2.9.25

Podia haver uma lua velha

Deftones, “Milk of the Madonna”, in https://www.youtube.com/watch?v=D1zErtM1r2c

Uma inspeção cuidada à lua revela que não foi inventariada uma lua velha. E, todavia, a lua já é mais velha do que muita da História, o que seria suficiente para promover uma lua anciã. Talvez os habituais embaixadores de conspirações venham denunciar uma conspiração contra a terceira idade (uma parte do idadismo que conquistou espaço no vocabulário em curso): até a lua é omitida quando se peticiona a hipótese de existir uma lua velha.

A lua velha era uma boa ideia. Não para agradar aos descontentes do idadismo, mas para aproveitar as regalias que a experiência da idade nos lega. A lua velha seria um oráculo. Podíamos ler as suas cicatrizes para perceber que danos haviam sido causados para que essas cicatrizes tenham ficado tatuadas na pele da lua. A pele da lua seria um mapa a desvendar o sarcófago do futuro, para os interessados.

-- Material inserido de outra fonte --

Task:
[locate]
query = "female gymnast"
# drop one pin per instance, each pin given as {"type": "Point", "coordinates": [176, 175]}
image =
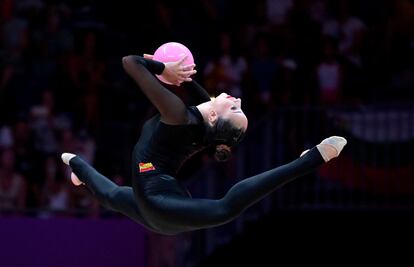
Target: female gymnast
{"type": "Point", "coordinates": [156, 199]}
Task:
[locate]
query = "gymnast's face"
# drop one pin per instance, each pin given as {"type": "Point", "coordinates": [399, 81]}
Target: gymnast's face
{"type": "Point", "coordinates": [229, 108]}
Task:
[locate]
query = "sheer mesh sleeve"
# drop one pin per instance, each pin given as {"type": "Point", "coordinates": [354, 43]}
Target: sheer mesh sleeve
{"type": "Point", "coordinates": [170, 106]}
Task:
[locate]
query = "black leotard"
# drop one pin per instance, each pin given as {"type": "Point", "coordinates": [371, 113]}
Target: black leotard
{"type": "Point", "coordinates": [157, 199]}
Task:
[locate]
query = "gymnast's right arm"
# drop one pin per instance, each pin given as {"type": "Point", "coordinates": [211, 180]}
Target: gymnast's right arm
{"type": "Point", "coordinates": [170, 106]}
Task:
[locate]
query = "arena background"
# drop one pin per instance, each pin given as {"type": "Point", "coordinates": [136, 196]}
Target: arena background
{"type": "Point", "coordinates": [305, 69]}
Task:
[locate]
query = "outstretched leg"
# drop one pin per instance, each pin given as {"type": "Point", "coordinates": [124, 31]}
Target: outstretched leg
{"type": "Point", "coordinates": [174, 214]}
{"type": "Point", "coordinates": [109, 194]}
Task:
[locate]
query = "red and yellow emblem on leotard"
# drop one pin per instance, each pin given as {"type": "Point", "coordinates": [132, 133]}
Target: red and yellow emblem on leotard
{"type": "Point", "coordinates": [144, 167]}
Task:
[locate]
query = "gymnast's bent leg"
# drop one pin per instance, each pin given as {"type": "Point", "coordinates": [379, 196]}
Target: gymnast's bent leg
{"type": "Point", "coordinates": [109, 194]}
{"type": "Point", "coordinates": [172, 214]}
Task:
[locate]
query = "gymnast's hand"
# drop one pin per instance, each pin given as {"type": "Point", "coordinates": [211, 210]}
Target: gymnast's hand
{"type": "Point", "coordinates": [175, 72]}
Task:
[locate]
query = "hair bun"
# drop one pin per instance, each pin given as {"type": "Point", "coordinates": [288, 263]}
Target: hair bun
{"type": "Point", "coordinates": [223, 153]}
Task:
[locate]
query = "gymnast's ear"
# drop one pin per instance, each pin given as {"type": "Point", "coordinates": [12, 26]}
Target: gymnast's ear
{"type": "Point", "coordinates": [212, 117]}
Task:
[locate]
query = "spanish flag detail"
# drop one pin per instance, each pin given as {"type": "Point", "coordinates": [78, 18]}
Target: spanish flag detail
{"type": "Point", "coordinates": [144, 167]}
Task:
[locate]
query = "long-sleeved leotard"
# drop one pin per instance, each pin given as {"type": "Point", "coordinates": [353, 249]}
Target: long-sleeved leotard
{"type": "Point", "coordinates": [157, 199]}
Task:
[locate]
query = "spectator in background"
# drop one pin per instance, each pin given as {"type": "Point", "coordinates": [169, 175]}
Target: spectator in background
{"type": "Point", "coordinates": [12, 184]}
{"type": "Point", "coordinates": [263, 68]}
{"type": "Point", "coordinates": [225, 72]}
{"type": "Point", "coordinates": [329, 75]}
{"type": "Point", "coordinates": [55, 192]}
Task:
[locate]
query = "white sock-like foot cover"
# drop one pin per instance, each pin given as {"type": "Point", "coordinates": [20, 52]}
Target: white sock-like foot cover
{"type": "Point", "coordinates": [75, 180]}
{"type": "Point", "coordinates": [66, 157]}
{"type": "Point", "coordinates": [336, 142]}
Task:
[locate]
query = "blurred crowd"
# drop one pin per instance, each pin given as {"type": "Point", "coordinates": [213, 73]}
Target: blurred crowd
{"type": "Point", "coordinates": [62, 87]}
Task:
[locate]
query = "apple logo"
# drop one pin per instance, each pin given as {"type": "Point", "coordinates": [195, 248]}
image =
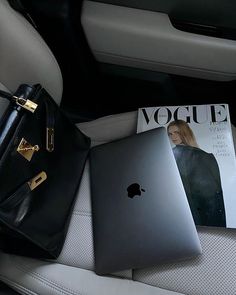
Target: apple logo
{"type": "Point", "coordinates": [134, 190]}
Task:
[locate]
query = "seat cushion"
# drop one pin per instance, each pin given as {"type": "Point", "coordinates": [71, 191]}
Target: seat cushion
{"type": "Point", "coordinates": [212, 273]}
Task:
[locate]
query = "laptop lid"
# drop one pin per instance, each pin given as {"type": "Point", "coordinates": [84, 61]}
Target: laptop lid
{"type": "Point", "coordinates": [141, 216]}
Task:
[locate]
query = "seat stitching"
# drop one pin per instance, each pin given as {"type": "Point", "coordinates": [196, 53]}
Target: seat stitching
{"type": "Point", "coordinates": [19, 287]}
{"type": "Point", "coordinates": [102, 123]}
{"type": "Point", "coordinates": [46, 281]}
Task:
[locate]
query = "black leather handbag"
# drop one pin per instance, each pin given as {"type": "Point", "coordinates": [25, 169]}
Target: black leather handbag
{"type": "Point", "coordinates": [42, 157]}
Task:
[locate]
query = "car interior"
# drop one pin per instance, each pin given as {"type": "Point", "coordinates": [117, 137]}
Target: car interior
{"type": "Point", "coordinates": [101, 60]}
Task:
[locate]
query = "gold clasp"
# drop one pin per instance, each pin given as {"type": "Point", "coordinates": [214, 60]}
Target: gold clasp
{"type": "Point", "coordinates": [26, 104]}
{"type": "Point", "coordinates": [26, 149]}
{"type": "Point", "coordinates": [37, 180]}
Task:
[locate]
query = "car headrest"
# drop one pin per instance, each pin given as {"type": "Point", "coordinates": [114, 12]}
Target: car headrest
{"type": "Point", "coordinates": [24, 55]}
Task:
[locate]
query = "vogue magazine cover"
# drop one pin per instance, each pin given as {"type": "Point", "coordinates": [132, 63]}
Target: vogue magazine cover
{"type": "Point", "coordinates": [202, 143]}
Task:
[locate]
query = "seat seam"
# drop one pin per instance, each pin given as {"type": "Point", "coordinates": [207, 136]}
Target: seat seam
{"type": "Point", "coordinates": [102, 123]}
{"type": "Point", "coordinates": [47, 282]}
{"type": "Point", "coordinates": [18, 286]}
{"type": "Point", "coordinates": [82, 213]}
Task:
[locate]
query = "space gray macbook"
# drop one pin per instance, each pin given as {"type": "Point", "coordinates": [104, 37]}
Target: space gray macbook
{"type": "Point", "coordinates": [141, 216]}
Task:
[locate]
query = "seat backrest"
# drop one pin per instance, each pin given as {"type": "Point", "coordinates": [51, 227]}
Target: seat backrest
{"type": "Point", "coordinates": [24, 56]}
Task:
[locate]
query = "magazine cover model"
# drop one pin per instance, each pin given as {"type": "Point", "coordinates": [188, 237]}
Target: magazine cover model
{"type": "Point", "coordinates": [202, 143]}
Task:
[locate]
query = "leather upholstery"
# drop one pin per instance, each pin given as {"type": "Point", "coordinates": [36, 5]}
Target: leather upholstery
{"type": "Point", "coordinates": [24, 57]}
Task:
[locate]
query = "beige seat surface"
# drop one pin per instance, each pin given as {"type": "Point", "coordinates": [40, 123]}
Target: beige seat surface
{"type": "Point", "coordinates": [212, 273]}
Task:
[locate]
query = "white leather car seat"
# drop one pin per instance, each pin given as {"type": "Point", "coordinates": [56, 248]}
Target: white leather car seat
{"type": "Point", "coordinates": [25, 58]}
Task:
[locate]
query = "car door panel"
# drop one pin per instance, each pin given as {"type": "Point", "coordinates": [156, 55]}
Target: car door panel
{"type": "Point", "coordinates": [148, 40]}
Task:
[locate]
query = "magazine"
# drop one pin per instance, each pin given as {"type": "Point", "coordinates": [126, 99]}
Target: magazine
{"type": "Point", "coordinates": [202, 143]}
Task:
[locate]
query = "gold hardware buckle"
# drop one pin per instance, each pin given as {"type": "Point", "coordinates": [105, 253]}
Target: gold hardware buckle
{"type": "Point", "coordinates": [26, 149]}
{"type": "Point", "coordinates": [26, 104]}
{"type": "Point", "coordinates": [37, 180]}
{"type": "Point", "coordinates": [50, 139]}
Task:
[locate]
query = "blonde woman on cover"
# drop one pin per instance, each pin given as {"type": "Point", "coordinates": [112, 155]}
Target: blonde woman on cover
{"type": "Point", "coordinates": [200, 175]}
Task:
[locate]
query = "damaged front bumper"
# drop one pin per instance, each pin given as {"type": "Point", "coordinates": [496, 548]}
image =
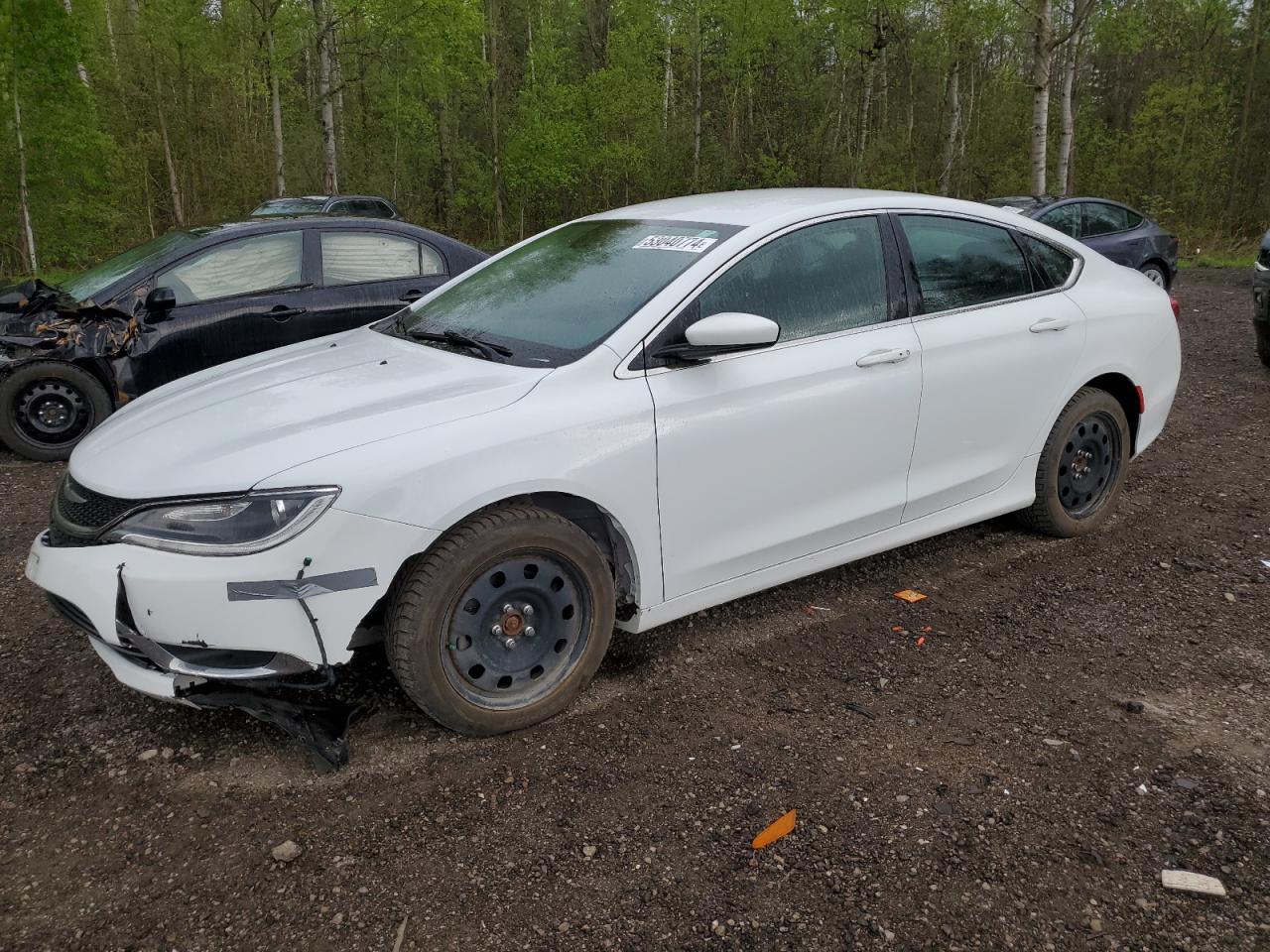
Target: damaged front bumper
{"type": "Point", "coordinates": [229, 631]}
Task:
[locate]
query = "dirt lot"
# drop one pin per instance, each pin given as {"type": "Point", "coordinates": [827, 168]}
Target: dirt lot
{"type": "Point", "coordinates": [1080, 716]}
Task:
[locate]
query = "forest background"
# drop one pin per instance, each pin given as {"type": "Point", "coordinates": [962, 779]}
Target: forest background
{"type": "Point", "coordinates": [490, 119]}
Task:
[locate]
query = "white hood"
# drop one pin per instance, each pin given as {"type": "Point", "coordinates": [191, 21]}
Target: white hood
{"type": "Point", "coordinates": [227, 428]}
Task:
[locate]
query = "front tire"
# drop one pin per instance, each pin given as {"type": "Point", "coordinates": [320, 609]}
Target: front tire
{"type": "Point", "coordinates": [1082, 466]}
{"type": "Point", "coordinates": [502, 622]}
{"type": "Point", "coordinates": [49, 407]}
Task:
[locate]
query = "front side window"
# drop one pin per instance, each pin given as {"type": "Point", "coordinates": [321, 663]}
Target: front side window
{"type": "Point", "coordinates": [1053, 264]}
{"type": "Point", "coordinates": [1066, 218]}
{"type": "Point", "coordinates": [962, 263]}
{"type": "Point", "coordinates": [243, 267]}
{"type": "Point", "coordinates": [559, 295]}
{"type": "Point", "coordinates": [816, 281]}
{"type": "Point", "coordinates": [1101, 218]}
{"type": "Point", "coordinates": [349, 257]}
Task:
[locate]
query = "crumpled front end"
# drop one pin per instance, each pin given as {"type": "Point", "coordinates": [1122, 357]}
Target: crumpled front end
{"type": "Point", "coordinates": [41, 322]}
{"type": "Point", "coordinates": [232, 631]}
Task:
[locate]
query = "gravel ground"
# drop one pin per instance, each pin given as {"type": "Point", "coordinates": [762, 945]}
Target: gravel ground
{"type": "Point", "coordinates": [1082, 715]}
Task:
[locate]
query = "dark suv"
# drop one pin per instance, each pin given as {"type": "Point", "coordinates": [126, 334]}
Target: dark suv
{"type": "Point", "coordinates": [1114, 230]}
{"type": "Point", "coordinates": [1261, 299]}
{"type": "Point", "coordinates": [361, 206]}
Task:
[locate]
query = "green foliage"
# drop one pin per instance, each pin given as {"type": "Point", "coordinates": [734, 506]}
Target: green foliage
{"type": "Point", "coordinates": [593, 103]}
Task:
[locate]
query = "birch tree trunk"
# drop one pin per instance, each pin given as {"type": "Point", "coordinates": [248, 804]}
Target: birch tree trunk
{"type": "Point", "coordinates": [330, 168]}
{"type": "Point", "coordinates": [280, 179]}
{"type": "Point", "coordinates": [492, 16]}
{"type": "Point", "coordinates": [697, 98]}
{"type": "Point", "coordinates": [1074, 48]}
{"type": "Point", "coordinates": [178, 212]}
{"type": "Point", "coordinates": [953, 128]}
{"type": "Point", "coordinates": [1040, 81]}
{"type": "Point", "coordinates": [79, 67]}
{"type": "Point", "coordinates": [23, 197]}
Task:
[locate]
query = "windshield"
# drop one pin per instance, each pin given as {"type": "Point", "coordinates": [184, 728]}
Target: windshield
{"type": "Point", "coordinates": [90, 284]}
{"type": "Point", "coordinates": [559, 295]}
{"type": "Point", "coordinates": [289, 206]}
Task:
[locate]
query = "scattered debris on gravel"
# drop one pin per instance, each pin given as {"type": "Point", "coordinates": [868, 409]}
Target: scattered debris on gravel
{"type": "Point", "coordinates": [979, 792]}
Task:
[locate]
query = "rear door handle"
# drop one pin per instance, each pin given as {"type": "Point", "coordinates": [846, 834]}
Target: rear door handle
{"type": "Point", "coordinates": [282, 312]}
{"type": "Point", "coordinates": [875, 357]}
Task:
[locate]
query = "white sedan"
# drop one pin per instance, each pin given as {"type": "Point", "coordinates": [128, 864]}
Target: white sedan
{"type": "Point", "coordinates": [625, 419]}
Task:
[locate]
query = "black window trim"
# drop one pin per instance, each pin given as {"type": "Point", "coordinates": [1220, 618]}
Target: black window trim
{"type": "Point", "coordinates": [634, 365]}
{"type": "Point", "coordinates": [320, 275]}
{"type": "Point", "coordinates": [911, 268]}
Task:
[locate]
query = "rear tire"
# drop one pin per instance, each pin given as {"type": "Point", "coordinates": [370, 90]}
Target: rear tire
{"type": "Point", "coordinates": [49, 407]}
{"type": "Point", "coordinates": [1156, 273]}
{"type": "Point", "coordinates": [513, 574]}
{"type": "Point", "coordinates": [1082, 466]}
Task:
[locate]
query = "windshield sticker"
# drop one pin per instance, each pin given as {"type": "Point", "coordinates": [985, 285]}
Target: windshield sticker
{"type": "Point", "coordinates": [676, 243]}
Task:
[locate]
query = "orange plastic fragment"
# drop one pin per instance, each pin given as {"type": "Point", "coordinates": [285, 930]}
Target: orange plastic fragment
{"type": "Point", "coordinates": [781, 828]}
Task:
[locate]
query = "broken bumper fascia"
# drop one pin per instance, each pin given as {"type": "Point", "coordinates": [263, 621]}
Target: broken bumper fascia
{"type": "Point", "coordinates": [176, 606]}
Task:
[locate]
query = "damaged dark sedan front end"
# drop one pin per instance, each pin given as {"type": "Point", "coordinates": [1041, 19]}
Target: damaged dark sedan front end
{"type": "Point", "coordinates": [193, 298]}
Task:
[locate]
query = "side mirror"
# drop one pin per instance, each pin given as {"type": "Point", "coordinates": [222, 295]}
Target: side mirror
{"type": "Point", "coordinates": [726, 333]}
{"type": "Point", "coordinates": [159, 302]}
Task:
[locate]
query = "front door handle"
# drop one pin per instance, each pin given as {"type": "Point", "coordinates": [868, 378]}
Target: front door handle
{"type": "Point", "coordinates": [875, 357]}
{"type": "Point", "coordinates": [1049, 324]}
{"type": "Point", "coordinates": [284, 313]}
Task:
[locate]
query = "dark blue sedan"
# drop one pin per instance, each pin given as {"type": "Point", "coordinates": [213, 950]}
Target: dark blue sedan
{"type": "Point", "coordinates": [193, 298]}
{"type": "Point", "coordinates": [1111, 229]}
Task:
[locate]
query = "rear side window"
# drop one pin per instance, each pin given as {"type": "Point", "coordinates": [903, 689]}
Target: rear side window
{"type": "Point", "coordinates": [368, 208]}
{"type": "Point", "coordinates": [350, 257]}
{"type": "Point", "coordinates": [962, 263]}
{"type": "Point", "coordinates": [1053, 264]}
{"type": "Point", "coordinates": [1101, 218]}
{"type": "Point", "coordinates": [820, 280]}
{"type": "Point", "coordinates": [241, 267]}
{"type": "Point", "coordinates": [1066, 218]}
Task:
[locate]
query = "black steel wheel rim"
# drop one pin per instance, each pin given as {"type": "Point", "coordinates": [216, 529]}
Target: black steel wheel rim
{"type": "Point", "coordinates": [51, 412]}
{"type": "Point", "coordinates": [1088, 465]}
{"type": "Point", "coordinates": [517, 630]}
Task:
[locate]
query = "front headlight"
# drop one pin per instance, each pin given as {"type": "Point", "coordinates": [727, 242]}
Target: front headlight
{"type": "Point", "coordinates": [226, 526]}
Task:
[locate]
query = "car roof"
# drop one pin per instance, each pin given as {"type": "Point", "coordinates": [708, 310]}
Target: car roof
{"type": "Point", "coordinates": [774, 206]}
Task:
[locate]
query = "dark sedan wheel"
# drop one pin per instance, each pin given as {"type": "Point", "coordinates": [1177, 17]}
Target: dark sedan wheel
{"type": "Point", "coordinates": [50, 407]}
{"type": "Point", "coordinates": [502, 622]}
{"type": "Point", "coordinates": [1156, 273]}
{"type": "Point", "coordinates": [1082, 466]}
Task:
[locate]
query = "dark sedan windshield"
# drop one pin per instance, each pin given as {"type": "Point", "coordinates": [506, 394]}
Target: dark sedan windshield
{"type": "Point", "coordinates": [289, 206]}
{"type": "Point", "coordinates": [559, 295]}
{"type": "Point", "coordinates": [90, 284]}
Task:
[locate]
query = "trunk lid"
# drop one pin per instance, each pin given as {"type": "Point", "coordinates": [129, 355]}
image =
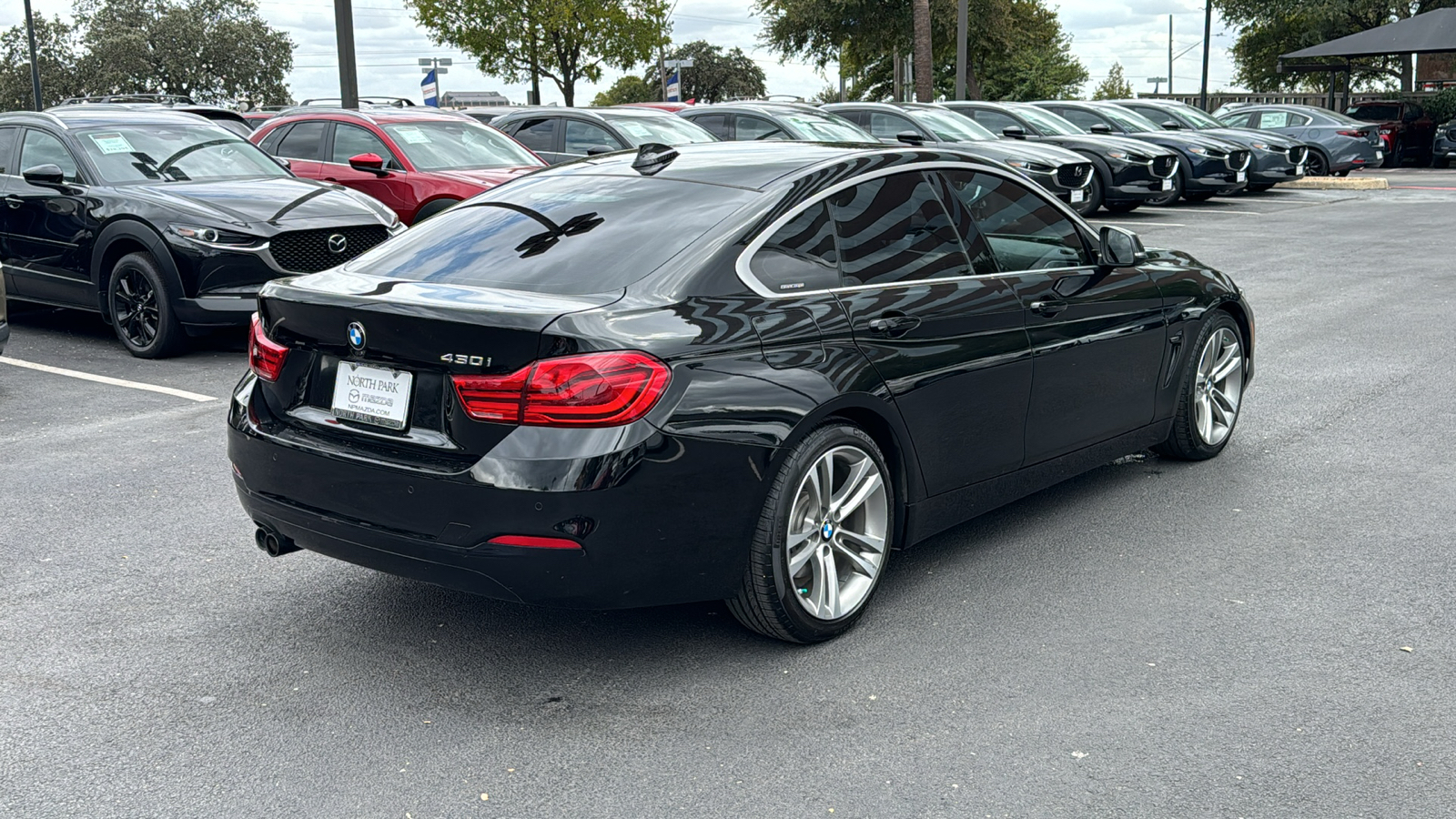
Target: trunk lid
{"type": "Point", "coordinates": [430, 331]}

A lua velha seria a caução de todas as luas que estivessem por nascer. Elas não nasceriam órfãs, como se supõe ao apreciar a lua nova como uma fugaz e pouco nítida sombra que prenuncia o enchimento posterior que dará origem às várias fases de uma lua. Quando nascesse uma lua nova sabendo da existência de uma lua velha, ela não ficaria desorientada no remoto horizonte, quase anónima por a lucidez terrena não ter meios para a retratar. 

Pela lua velha passaria toda uma sorte de perguntas. Como se fosse um arquivo vivo e imorredoiro, que não há suspeita, formulada por peritos, da futura morte da lua. A lua arcana tem recursos capazes de resgatar do passado as respostas que satisfazem as demandas feitas. Seria como os anciãos em quem é depositada a responsabilidade de prover o destino comum. 

A lua velha não envelhece mais. Ela atingiu um estado de envelhecimento perpétuo e insuscetível de posterior decadência. Seria uma lição para os mortais que se amedrontam com a temível espada do envelhecimento. Por via das dúvidas, os tementes podem respeitar o sortilégio dos vinhos envelhecidos que se distinguem dos demais como vinhos de superiores pergaminhos.